Red Sox: El Impulso de un Maratón Inesperado Hacia los Playoffs
“Llegamos allí y esta señora dijo: ‘Aquí es donde empieza todo'», recordó Alex Cora en febrero frente a la organización reunida. «Quise decir: ‘[Grosería], empezó hace mucho tiempo'». Para estos Red Sox, la analogía encaja incluso mejor de lo que Cora se dio cuenta. Ese puente representa la milla 15 de una aventura de 26.2 millas, equivalente a 93 juegos de 162, el número exacto que los Sox han jugado. Alcanzaron ese umbral, coincidentemente, en Queens.
Metafóricamente, los Red Sox respiran con dificultad y probablemente desearían haber aprovechado mejor la estación de hidratación más reciente. Sus piernas podrían estar empezando a doler. Pero han alcanzado un dulce y bienvenido descenso al salir del puente, lo que les permite, al menos temporalmente, aumentar la velocidad con la friolera de 10 millas y 69 partidos restantes.
Una Racha Imparable: Red Sox en Ascenso en la AL
En el campo, el impulso de los Sox ha tomado la forma de una impresionante racha de ocho victorias consecutivas y 13 victorias en sus últimos 15 partidos. Con un récord de 45-48, están a solo medio juego del último puesto de comodín en una Liga Americana concurrida y poco fuerte. Queda mucho camino, mucho béisbol por jugar.
«Parece que ya hemos jugado tres temporadas en una, y estamos justo en el receso del Juego de Estrellas [después del domingo], lo cual es una locura», dijo Caleb Durbin, quien tuvo dos hits y una base por bolas en lo que describió como su primera asignación como cuarto bate. «Pero al pasar por una temporada completa, como jugadores, mantienes en perspectiva lo realmente largos que son 162 juegos».

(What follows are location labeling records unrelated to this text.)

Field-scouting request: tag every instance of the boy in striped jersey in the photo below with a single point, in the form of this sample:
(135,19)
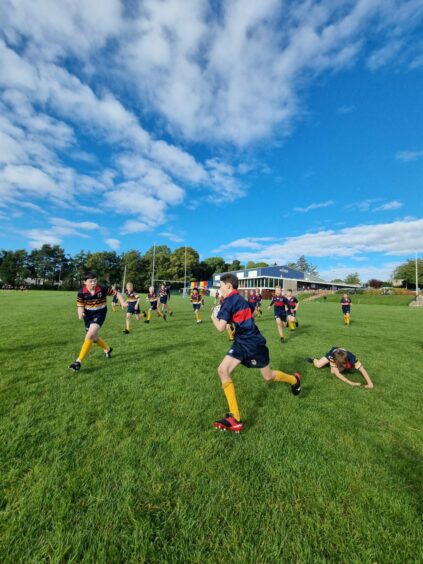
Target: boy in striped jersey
(92,308)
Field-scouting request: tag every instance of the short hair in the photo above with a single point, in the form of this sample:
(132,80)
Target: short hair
(340,357)
(230,279)
(89,274)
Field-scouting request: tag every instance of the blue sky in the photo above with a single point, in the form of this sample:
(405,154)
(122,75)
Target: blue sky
(251,130)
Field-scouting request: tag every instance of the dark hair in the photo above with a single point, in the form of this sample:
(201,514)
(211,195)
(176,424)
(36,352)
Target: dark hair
(88,275)
(230,279)
(340,357)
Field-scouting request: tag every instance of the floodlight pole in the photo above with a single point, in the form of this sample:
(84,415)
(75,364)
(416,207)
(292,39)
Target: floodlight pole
(185,276)
(154,264)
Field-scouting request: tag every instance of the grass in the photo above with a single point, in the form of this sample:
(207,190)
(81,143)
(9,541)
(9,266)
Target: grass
(119,463)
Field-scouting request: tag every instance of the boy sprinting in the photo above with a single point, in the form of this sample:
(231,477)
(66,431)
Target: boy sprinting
(340,360)
(133,304)
(249,348)
(92,308)
(346,308)
(280,304)
(292,309)
(163,299)
(196,300)
(152,298)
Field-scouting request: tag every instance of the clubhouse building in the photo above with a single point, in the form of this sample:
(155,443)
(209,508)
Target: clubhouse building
(268,277)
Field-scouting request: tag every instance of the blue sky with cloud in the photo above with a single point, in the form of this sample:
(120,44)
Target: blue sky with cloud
(253,130)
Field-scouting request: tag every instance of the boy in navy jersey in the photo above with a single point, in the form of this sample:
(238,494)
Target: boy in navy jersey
(346,308)
(92,308)
(249,349)
(292,309)
(280,304)
(133,304)
(197,301)
(152,298)
(340,360)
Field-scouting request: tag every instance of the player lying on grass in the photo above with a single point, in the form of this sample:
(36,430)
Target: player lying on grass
(249,348)
(346,308)
(280,305)
(340,360)
(92,308)
(133,304)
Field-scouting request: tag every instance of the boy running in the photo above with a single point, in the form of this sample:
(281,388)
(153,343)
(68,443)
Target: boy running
(133,304)
(152,299)
(346,308)
(91,304)
(292,309)
(163,298)
(340,360)
(196,301)
(280,305)
(249,349)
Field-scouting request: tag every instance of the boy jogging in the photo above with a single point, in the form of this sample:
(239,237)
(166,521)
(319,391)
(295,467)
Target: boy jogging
(249,348)
(92,308)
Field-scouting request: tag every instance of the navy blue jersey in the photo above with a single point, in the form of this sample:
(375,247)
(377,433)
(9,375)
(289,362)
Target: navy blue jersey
(346,305)
(280,304)
(236,310)
(352,360)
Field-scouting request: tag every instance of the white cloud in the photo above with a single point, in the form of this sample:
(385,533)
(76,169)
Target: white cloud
(408,156)
(114,244)
(315,206)
(399,238)
(394,205)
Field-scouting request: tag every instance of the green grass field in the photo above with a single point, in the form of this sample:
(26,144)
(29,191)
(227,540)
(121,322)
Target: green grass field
(120,463)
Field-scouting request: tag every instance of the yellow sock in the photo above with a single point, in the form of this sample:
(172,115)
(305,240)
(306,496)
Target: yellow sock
(229,389)
(85,349)
(282,377)
(100,343)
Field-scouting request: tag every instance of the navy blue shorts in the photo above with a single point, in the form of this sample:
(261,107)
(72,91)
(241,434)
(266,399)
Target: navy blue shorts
(133,308)
(258,358)
(97,317)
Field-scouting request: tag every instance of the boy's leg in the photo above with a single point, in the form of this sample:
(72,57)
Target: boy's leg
(225,369)
(278,376)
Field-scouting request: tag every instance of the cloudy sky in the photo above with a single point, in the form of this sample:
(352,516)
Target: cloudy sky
(251,130)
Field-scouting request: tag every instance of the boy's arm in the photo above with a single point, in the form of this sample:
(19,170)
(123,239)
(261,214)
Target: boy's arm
(363,372)
(336,373)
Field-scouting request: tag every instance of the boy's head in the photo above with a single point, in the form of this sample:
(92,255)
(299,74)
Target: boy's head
(340,358)
(228,283)
(90,280)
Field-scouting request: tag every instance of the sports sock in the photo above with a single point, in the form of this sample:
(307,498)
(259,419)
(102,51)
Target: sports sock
(282,377)
(100,343)
(85,349)
(229,389)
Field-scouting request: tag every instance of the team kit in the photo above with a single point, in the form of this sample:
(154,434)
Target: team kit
(233,314)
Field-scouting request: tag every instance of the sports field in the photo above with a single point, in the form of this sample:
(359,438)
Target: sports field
(120,463)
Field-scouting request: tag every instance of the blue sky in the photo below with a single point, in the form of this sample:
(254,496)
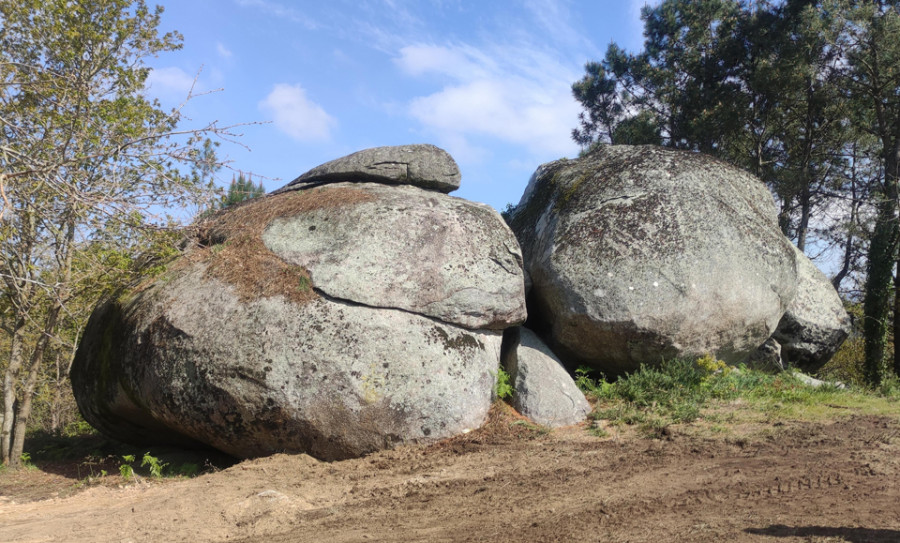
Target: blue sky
(489,81)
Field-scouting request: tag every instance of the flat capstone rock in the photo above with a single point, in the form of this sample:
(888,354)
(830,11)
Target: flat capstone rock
(421,165)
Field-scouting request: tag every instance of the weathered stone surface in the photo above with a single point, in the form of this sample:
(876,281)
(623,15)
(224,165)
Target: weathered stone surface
(641,253)
(544,390)
(767,357)
(410,249)
(187,361)
(815,324)
(422,165)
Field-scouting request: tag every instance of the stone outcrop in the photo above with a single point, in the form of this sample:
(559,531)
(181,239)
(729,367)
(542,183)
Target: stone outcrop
(424,166)
(544,390)
(637,254)
(815,324)
(333,320)
(410,249)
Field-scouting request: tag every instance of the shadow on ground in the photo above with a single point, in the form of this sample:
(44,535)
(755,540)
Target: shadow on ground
(851,535)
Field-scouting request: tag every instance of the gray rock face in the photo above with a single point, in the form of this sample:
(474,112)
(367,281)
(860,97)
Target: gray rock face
(767,357)
(423,165)
(410,249)
(187,362)
(641,253)
(815,324)
(544,390)
(332,321)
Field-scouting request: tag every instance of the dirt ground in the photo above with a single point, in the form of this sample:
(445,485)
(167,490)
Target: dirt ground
(793,482)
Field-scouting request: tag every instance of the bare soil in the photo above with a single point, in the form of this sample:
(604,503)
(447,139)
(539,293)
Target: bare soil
(793,482)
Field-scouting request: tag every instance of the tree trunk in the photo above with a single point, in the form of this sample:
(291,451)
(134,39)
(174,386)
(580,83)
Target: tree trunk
(9,394)
(805,210)
(23,413)
(879,280)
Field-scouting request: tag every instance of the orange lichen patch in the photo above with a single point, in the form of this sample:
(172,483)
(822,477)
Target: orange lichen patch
(231,242)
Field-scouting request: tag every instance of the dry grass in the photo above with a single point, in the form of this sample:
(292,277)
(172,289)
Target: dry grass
(231,243)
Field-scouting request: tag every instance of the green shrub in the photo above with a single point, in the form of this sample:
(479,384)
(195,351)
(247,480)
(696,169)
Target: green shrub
(503,389)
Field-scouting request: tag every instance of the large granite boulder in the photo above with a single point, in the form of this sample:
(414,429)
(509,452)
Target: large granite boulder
(815,324)
(637,254)
(333,321)
(422,165)
(410,249)
(543,389)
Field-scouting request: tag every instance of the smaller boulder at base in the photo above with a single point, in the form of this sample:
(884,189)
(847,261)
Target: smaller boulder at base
(544,390)
(815,324)
(423,165)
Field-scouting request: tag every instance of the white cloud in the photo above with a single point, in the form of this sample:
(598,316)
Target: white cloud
(518,96)
(223,51)
(296,115)
(281,11)
(170,82)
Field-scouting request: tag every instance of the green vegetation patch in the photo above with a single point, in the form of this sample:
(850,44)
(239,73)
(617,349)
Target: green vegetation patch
(705,390)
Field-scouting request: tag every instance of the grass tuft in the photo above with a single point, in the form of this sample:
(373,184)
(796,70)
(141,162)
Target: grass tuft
(684,391)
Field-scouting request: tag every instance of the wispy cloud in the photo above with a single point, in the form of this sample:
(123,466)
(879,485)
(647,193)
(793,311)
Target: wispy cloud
(281,11)
(296,115)
(517,96)
(170,83)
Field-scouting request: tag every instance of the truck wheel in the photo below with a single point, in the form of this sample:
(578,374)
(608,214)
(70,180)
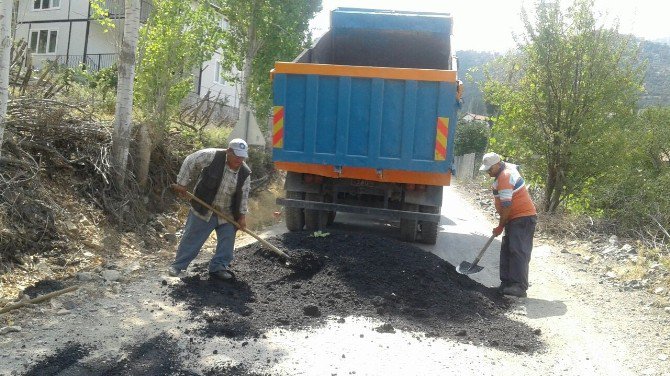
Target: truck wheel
(315,219)
(408,226)
(427,229)
(331,217)
(295,217)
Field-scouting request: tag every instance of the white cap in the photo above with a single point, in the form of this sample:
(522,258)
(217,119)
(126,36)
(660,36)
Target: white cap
(239,146)
(488,160)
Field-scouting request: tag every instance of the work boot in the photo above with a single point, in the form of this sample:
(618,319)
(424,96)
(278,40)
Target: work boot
(173,272)
(223,274)
(514,290)
(503,284)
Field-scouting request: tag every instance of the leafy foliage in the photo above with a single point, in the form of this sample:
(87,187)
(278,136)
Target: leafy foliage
(569,90)
(177,38)
(471,67)
(471,137)
(636,190)
(260,33)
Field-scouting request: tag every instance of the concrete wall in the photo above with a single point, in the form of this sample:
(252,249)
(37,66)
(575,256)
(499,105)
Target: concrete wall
(68,10)
(208,83)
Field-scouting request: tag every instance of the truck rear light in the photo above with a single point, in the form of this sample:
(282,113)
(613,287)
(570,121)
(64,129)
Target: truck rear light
(312,179)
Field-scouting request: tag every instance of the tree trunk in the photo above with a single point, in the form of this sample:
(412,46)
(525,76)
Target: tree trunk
(143,155)
(124,99)
(252,49)
(5,49)
(145,141)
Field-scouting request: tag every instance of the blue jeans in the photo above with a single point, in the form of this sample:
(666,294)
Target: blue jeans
(515,251)
(196,233)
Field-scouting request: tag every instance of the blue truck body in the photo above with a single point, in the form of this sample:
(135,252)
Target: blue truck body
(364,121)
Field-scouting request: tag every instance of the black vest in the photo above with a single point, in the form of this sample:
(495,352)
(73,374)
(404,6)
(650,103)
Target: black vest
(210,180)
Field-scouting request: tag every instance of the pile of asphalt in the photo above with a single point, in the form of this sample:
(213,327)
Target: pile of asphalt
(347,274)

El mánager interino Chad Tracy, quien heredó el equipo de Cora el 26 de abril, comentó: «Estamos haciendo muchas cosas bien. Estamos lanzando la bola de maravilla. Estamos consiguiendo hits oportunos, anotando carreras temprano, exigiendo los conteos de lanzamientos a los abridores. Estamos haciendo un trabajo fantástico. Así que solo tenemos que seguir jugando buen béisbol».
Victoria Estratégica en un «Bullpen Game»

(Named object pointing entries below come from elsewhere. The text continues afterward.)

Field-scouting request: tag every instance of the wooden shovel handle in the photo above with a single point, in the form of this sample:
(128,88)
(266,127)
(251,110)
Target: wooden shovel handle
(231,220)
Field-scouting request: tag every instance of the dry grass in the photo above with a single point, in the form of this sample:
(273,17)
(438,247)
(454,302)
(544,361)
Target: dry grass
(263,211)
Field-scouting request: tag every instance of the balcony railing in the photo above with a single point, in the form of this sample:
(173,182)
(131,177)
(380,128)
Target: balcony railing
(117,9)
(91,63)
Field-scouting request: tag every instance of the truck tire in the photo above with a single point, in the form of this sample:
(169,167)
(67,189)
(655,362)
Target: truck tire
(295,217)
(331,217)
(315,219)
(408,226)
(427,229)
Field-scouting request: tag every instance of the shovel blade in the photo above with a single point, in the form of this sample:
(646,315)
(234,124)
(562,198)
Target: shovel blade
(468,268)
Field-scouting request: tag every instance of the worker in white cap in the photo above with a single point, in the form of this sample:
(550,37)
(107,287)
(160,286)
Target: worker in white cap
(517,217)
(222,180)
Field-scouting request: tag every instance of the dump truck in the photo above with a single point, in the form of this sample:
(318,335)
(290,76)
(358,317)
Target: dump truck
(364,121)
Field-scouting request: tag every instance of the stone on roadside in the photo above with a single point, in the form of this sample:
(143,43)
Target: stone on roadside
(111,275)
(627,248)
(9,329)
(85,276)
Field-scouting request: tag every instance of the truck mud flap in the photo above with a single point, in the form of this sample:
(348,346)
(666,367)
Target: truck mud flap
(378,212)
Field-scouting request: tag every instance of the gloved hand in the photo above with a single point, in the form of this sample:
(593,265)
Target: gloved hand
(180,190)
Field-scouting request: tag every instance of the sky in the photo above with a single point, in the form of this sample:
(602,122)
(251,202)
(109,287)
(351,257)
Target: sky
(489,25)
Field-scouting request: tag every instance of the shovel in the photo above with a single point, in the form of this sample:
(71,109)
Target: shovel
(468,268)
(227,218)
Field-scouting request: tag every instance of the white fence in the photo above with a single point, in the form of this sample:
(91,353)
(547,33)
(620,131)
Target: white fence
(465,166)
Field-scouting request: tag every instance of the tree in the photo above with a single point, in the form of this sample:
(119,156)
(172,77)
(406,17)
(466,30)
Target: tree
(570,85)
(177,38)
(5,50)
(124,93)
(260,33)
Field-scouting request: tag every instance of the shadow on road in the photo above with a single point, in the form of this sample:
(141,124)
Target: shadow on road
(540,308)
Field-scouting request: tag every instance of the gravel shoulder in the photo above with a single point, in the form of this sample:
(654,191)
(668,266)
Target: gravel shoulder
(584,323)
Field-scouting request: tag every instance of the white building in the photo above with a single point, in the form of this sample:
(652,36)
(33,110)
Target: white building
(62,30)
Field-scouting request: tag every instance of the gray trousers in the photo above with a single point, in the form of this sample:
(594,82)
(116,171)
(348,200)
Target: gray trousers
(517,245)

En un juego de bullpen de facto, cinco relevistas se combinaron para limitar a los Mets (40-56) a solo tres hits. Andruw Monasterio y Masataka Yoshida conectaron cada uno un jonrón de dos carreras para sumar todas las anotaciones de los Sox.

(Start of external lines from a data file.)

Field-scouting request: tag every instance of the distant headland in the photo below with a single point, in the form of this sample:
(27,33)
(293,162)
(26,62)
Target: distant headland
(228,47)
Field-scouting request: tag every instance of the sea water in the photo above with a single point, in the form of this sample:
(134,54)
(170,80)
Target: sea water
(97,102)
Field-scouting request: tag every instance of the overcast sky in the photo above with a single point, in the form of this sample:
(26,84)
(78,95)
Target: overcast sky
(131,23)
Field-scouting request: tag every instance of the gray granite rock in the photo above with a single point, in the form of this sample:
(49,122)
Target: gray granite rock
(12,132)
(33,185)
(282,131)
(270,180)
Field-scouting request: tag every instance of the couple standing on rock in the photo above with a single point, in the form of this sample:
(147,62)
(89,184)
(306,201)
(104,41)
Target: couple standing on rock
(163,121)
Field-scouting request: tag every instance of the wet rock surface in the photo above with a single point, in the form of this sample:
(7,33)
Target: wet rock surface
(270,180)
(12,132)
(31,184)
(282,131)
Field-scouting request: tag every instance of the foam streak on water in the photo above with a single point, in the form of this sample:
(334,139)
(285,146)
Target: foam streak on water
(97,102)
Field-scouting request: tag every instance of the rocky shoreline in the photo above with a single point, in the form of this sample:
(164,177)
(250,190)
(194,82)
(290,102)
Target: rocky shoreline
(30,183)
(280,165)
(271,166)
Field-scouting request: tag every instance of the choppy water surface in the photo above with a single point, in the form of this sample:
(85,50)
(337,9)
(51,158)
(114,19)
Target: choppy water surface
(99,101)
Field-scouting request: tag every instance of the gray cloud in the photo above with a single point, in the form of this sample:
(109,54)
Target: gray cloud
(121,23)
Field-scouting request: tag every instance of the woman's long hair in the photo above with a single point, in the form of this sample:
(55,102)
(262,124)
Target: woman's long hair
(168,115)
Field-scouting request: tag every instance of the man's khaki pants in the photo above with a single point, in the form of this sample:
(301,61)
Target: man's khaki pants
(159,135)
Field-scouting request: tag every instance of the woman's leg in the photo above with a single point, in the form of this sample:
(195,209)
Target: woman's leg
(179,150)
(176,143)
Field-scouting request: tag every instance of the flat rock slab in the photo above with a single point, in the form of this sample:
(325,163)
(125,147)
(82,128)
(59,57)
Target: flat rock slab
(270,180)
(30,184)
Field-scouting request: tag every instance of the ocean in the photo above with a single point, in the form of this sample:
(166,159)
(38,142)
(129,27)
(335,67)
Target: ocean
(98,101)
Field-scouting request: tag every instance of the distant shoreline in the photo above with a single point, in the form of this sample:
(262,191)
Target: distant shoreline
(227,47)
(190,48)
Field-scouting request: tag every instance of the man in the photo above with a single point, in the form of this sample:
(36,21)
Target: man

«Dos grandes batazos fueron suficientes hoy con nuestro bullpen», dijo Tracy. Los Sox se defendieron bastante bien contra el diestro Freddy Peralta, a quien los Mets adquirieron durante la temporada baja para liderar su rotación. Eso no ha funcionado; su efectividad es de 4.66. Peralta permitió dos carreras, tres hits y cinco bases por bolas en 4⅓ entradas. Aunque los Sox tuvieron mucha acción después de que Peralta ponchara a los tres bateadores en la primera entrada, el único daño provino del jonrón de Monasterio en la cuarta. «Si intentas ayudar al equipo a ganar, algo bueno va a pasar», dijo Monasterio, quien había tocado de sacrificio en su primera aparición al plato.
Eduardo Rivera: La Revelación en el Montículo
Llamado para ayudar a los Sox a cubrir al lesionado Ranger Suárez, el zurdo Eduardo Rivera lanzó 3⅔ entradas con 64 lanzamientos, a pesar de haber trabajado últimamente como relevista de varias entradas para Triple-A Worcester. «No he abierto un partido en los últimos dos meses, pero como ligamayorista, siempre estás listo», dijo Rivera a través de un intérprete. «Me dieron la oportunidad, me llamaron para abrir hoy, y estaba listo para ello».

Rivera no permitió un hit hasta su último lanzamiento, cuando Jorge Polanco conectó un sencillo al jardín central para concluir una lucha de 10 lanzamientos. Rivera, de 23 años, ha pasado dos días en las Grandes Ligas y ha aparecido en dos juegos: el 22 de abril contra los Yankees, seguido de este. Sus totales son impresionantes: siete entradas sin carreras y solo dos hits permitidos. «Estuvo impresionante», dijo Tracy. «Todo lo que podrías pedirle».
Tracy recurrió a Greg Weissert (tres outs), Jovani Morán (cinco), Justin Slaten (dos) y Danny Coulombe (seis) para terminar el juego. Coulombe fue designado para asignación posteriormente. El batazo de Yoshida en la octava, después de un sencillo de Durbin, proporcionó una ventaja mayor. Después del partido, los Sox regresaron en autobús a Manhattan, donde termina el Maratón de Nueva York… y el suyo solo se detiene por una noche.